Washington - Defiant in the face of an international backlash, President Donald Trump pressed into his second week in office defending his sweeping immigration ban - and then fired a Cabinet head who refused to enforce it.
Acting Attorney General Sally Yates earlier on Monday ordered Justice Department lawyers to stop defending the executive order, which temporarily suspends the US refugee program and bars all immigration for citizens of seven majority-Muslim countries for 90 days. By Monday night, she was out.
"The acting Attorney General, Sally Yates, has betrayed the Department of Justice by refusing to enforce a legal order designed to protect the citizens of the United States," the White House press secretary's office said in a statement.
Trump named Dana Boente, US Attorney for the Eastern District of Virginia, to serve in Yates' place until Sen. Jeff Sessions, his permanent pick for the position, is confirmed by the Senate.
Immigration at the forefront
The Yates decision came as Trump pressed into his second week in office defending his sweeping immigration ban. Protests persisted at major airports, and concern mounted from US diplomats and members of his own party.
Trump denied that his order was to blame for weekend chaos at the nation's airports, instead pointing to computer glitches, demonstrations and even the "fake tears" of Senate Minority Leader Charles Schumer.
The president publicly shifted his focus, signing an executive action aimed at cutting regulations for small businesses and teasing his plans to unveil his Supreme Court pick on Tuesday night.
But the immigration ban remained at the forefront of his first fortnight in the White House - and officials were pondering more actions moving forward.
According to a draft document obtained by The Associated Press, Trump is considering an executive order that would target some immigrants for deportation if they become dependent on government assistance.
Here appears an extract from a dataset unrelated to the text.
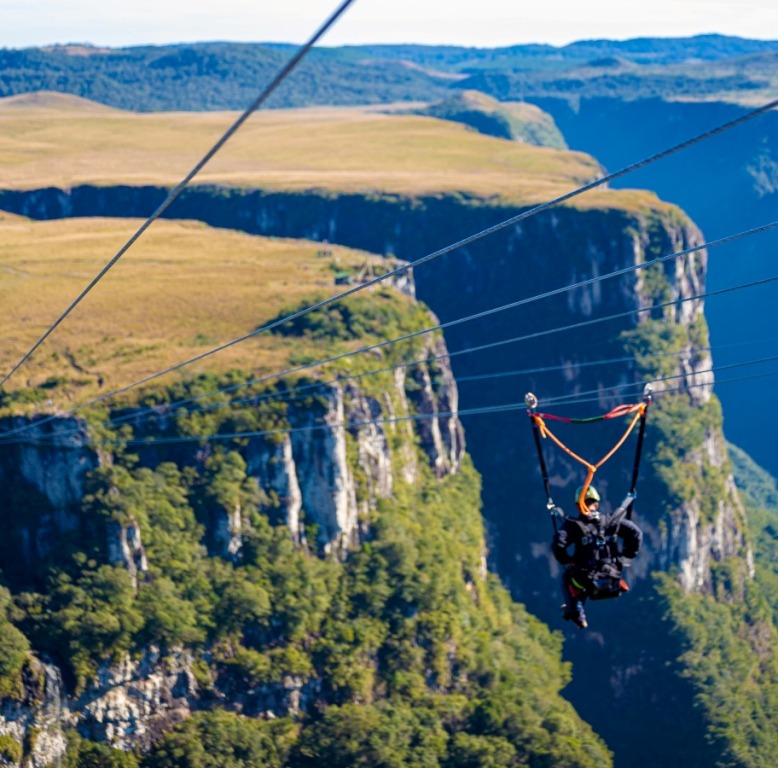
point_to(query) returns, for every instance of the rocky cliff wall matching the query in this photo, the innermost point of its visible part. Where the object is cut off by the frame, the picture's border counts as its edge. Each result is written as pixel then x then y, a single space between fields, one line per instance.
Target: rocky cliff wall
pixel 687 504
pixel 342 455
The draft order calls for the identification and removal "as expeditiously as possible" of any foreigner who takes certain kinds of public welfare benefits.
Such immigrants have been barred from the US for the better part of a century and they can already be deported. The proposed order appears to signal a Trump administration effort to crack down on such welfare cases.
Another draft order under consideration would make changes to several of the government's foreign worker visa programs. The White House did not immediately respond to requests for comments on the draft orders.
Obama speaks out
Trump immigration order prompted predecessor Barack Obama to wade into politics for the first time since leaving office.
A spokesperson for the former president said on Monday that Obama "fundamentally disagrees" with discrimination that targets people based on their religion. Obama spokesperson Kevin Lewis alluded to but did not specifically mention Trump's order but added that Obama was "heartened" by the civil engagement being seen across the country.
Obama has said he will give Trump room to govern but will speak out if his successor violates basic US values.
White House press secretary Sean Spicer said Trump's order was "about the safety of America," while the new president played down its impact, saying on Twitter that just 109 people were detained and held for questioning. White House officials have said that was during the first 24 hours after the ban.
But nearly 400 legal permanent residents were delayed upon their arrival back in the United States between the time the travel ban was signed on Sunday evening, according to a federal law enforcement official. All of those people were ultimately allowed back into the country.
The official said one other green card holder is now facing deportation after an extra background check done after the executive order was signed revealed a criminal conviction. Details of that person's case were not immediately available.
The official spoke on the condition of anonymity because the person was not authorised to publicly disclose details of the travel ban's implementation.